Scout will be okay. With a bond like she has with her sister, she will heal. She will be strong.
One day, she will thank me for what I have to do.
8
Scout
I wake up in my old bedroom, my vision fuzzy around the edges.
There is a poster of the periodic table taped to my ceiling, one of the corners peeling off. There’s no cigar scent. No ocean salt tingeing the air. No male warmth beside me. That’s how I know I’m home, not in Easton’s mansion by the sea.
Panic sets in quickly, my throat constricting hard.
I sit up and look around, tears already brimming in my eyes.
Maybe I’m dreaming?
No.
No, I remember getting back into the SUV last night. Easton taking me home in dead silence and giving me a glass of wine, telling me it would calm my frayed nerves after my crying jag in the middle of the field. Then a second glass that made the room start to spin. He didn’t drug me. I’m just a complete lightweight. Any kind of alcohol knocks me out cold if I drink enough of it—and that’s what happened. The last thing I recall is falling asleep standing straight up with my head lolling on his broad shoulder, babbling on about how much I love him.
Oh God.
He said this morning we would part ways.
He never took it back. Never changed his mind.
This is it then?
He’s just…gone?
We’re over?
A pitiful sob wrenches free of my throat.
I start to call for Whitney, before remembering she’s been hijacked by a Russian MMA fighter. I’m alone here. Did he even leave anything? A note?
A search yields nothing. Just my school books stacked neatly on the coffee table in the living room and the vaguest hint of his scent. Did he carry me in here, lay me in bed and walk out? Did he even look back or second-guess himself?
In this moment, I truly hate him.
He stole me out of my life, made me love him and abandoned me.
Left me floundering with a broken heart and no way to reach him. No recourse or closure. I don’t have his phone number and the way to his house is a blur, because he always made sure I was distracted in the back seat.
An alarm beeps on my phone.
Class. I have class.
Going to school seems like such a foreign idea when I’ve been locked in a fantasy for two days, but I have to go. There is an exam next week and the next few sessions will be spent reviewing. Feeling like something inside of me has died, I go through the motions, taking a shower and getting dressed, piling my hair up in a bun. Books in hand, I leave the apartment…
…and I immediately know I’m being watched.
Every hair on the back of my neck stands at attention, prickles riding up my arms.

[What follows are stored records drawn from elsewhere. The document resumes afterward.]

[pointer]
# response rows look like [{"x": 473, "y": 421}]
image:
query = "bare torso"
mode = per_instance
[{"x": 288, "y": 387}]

I turn in a circle on the walkway outside the building, trying to find the source of my intuition, but I can’t see anything out of the ordinary. At least until I get on the bus.
When I take my seat, I watch over my shoulder as two nondescript cars pull away from the curb outside my residence and follow the bus at a discreet distance. But I’ve watched a lot of suspenseful movies and I’m not fooled. I know what a tail looks like. But I can’t tell who is in the driver’s seat from this distance.
Resolutely, I turn back around in my seat, crack open a textbook and fire through some review questions. If those are indeed Easton’s men tailing me, they can suck it. He doesn’t get to control me from a distance. He’s either in my life completely or he isn’t. These half measures aren’t going to work for me. I want the man or nothing at all.
And I miss him.
Terribly.
All through class that morning, I feel like there’s a hard-boiled egg stuck in my throat and there’s a hot iron pressed to the back of my eyes. I replay every moment of our two days together. Me fainting in his luxury box, Easton buying drinks in the Speckled Hen, making love in the ocean, falling asleep in each other’s arms, making a lava lamp in his kitchen. Was it really so easy for him to just offload me and go about his merry way?